Martin sighed. “You know,” he said. “The Internet is fantastic for stuff like eBay, but I think I preferred the world when it was simpler. When I was your age, the most new-fangled piece of kit we had was a pocket calculator and…”
“This isn’t the breast thing, is it?”
“Have I said this before?”
“You and your friends,” the boy recited wearily, “used to key in the number 5318008, then turn the calculator upside down and snigger.”
Martin chuckled. “Happy days,” he said.
“Ummm… whatever,” Paul muttered with a baffled grimace. He liked Martin, but sometimes he really did say some daft things for a forty-three-year-old maths teacher.
“Oh, go get your coat on,” the man told him. “I can watch the universe being saved again tomorrow night.”
Paul was already in the hallway zipping up his fleece.

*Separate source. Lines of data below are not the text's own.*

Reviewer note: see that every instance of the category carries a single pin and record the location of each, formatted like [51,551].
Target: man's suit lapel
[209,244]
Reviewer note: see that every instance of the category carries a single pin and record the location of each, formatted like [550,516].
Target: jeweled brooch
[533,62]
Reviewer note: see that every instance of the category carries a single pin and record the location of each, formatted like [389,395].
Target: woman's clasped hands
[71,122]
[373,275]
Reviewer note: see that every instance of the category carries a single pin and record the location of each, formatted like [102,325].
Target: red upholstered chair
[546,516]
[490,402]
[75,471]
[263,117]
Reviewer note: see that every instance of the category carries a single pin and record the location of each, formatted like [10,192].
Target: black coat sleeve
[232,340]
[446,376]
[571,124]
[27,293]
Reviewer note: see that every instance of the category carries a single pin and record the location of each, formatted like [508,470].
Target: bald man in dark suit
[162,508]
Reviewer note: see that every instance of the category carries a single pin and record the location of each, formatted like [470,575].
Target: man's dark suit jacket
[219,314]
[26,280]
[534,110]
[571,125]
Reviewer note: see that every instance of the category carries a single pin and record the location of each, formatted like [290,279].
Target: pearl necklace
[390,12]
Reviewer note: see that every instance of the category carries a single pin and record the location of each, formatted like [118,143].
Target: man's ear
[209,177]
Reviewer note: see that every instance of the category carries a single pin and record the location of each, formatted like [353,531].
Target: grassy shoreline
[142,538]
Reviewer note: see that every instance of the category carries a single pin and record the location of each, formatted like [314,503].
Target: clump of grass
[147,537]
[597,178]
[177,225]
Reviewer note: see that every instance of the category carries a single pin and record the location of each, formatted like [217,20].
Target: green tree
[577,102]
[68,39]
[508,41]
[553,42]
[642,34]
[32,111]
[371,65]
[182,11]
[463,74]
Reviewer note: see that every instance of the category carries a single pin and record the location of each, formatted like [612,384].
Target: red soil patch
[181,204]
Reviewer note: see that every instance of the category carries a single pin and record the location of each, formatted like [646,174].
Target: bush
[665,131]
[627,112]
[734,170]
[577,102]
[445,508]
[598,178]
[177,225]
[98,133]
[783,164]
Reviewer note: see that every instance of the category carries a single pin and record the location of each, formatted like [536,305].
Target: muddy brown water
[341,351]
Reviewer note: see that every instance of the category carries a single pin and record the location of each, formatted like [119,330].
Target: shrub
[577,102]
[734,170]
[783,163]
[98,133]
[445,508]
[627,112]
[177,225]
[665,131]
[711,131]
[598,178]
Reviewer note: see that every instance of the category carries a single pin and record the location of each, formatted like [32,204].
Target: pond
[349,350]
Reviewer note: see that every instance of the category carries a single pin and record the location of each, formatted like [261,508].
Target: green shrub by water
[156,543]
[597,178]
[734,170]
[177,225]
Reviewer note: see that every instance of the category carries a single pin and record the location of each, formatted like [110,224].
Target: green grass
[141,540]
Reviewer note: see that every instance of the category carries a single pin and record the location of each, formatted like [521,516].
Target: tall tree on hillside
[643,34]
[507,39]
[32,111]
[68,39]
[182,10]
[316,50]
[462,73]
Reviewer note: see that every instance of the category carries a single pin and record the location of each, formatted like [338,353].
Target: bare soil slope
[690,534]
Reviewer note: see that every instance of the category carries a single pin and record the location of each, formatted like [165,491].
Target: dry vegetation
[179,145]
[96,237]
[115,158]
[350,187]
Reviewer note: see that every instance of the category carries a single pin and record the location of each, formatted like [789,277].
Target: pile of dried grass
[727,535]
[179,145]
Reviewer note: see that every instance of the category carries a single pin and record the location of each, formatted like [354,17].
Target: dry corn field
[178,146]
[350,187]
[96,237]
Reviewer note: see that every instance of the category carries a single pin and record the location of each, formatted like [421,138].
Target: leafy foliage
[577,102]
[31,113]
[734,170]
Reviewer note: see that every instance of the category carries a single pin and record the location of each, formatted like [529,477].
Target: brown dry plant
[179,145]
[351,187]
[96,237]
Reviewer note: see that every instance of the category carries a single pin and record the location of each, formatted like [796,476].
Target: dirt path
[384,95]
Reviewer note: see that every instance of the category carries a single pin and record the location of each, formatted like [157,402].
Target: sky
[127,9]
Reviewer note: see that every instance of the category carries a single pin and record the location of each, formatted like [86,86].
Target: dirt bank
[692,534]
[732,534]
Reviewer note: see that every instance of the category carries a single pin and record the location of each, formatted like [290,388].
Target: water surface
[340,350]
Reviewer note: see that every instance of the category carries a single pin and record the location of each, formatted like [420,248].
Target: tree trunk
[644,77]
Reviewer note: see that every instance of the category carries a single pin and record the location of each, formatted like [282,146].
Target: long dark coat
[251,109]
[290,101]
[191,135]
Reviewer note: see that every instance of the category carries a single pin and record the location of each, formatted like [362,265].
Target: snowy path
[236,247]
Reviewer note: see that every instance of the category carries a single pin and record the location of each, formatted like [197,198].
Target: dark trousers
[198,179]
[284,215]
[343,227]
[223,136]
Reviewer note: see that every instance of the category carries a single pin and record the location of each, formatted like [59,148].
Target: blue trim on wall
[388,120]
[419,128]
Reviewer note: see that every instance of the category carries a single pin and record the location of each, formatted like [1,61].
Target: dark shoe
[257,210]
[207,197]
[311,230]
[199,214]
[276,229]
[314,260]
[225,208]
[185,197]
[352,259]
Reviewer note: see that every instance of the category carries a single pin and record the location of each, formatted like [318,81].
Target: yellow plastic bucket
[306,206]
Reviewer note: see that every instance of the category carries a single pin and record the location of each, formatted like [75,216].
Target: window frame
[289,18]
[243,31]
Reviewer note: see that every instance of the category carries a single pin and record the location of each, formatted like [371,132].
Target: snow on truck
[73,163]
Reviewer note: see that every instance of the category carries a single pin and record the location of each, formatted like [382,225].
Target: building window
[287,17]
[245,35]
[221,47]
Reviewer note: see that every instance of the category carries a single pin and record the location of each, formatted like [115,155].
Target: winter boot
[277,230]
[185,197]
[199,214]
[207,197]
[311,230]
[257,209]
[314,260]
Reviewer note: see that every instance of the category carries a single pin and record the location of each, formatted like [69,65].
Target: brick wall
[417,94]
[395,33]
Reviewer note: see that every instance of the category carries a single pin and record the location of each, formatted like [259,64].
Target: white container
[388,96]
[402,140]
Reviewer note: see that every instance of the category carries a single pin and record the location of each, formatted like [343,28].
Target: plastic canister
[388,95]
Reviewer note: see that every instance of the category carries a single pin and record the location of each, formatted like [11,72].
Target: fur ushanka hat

“There’ll be no one else there, you know,” Martin said. “We’ll be stood there like two trainspotters without a station.”
In Felixstowe that evening, every young person under the age of twenty received that very same email. Afterwards, when the tragedy was being investigated, nobody could ever trace where it had originated.
The first part of the harrowing diversion was being created.
Where are the Exiled Prince’s sheep so rare, their fleeces of finest gold? Dead and dying from lack of care and frozen by the cold. Shun the Bad Shepherd, drive him from your sight. Where was he when the lambs did stumble and bleated in their plight?
EMMA TAYLOR THREW her hair straighteners across her bedroom and yelled an angry stream of filth. She had only finished half of her hair when they had sparked and smoke started to pour out of them.
“What do I look like?” she screamed at her reflection. “Britney Spears in meltdown mode!”
Stuffing her unfinished hair under a baseball cap, she stormed out of the house, without a word to her parents, and strode furiously down the street towards Ashleigh’s.
Taking out her mobile, she punched up her friend’s number aggressively and waited for her to pick up.
“What you gawking at?” she snapped at a group of teenage lads on bicycles, giving them the finger as she clomped by.
In her ear Ashleigh’s tinny voice answered. She was squealing with excitement.
“Ohhhh, myyyy God!” she cried. “You will not believe the email I just had!”
“I need to use your straighteners!” Emma demanded, ignoring her. “Life or death emergency. My crappy ones have exploded – thank you so much, Dad, you cheapskate. Nearly burned my eyebrows off! Seriously though – I was well terrified, no word of a lie.”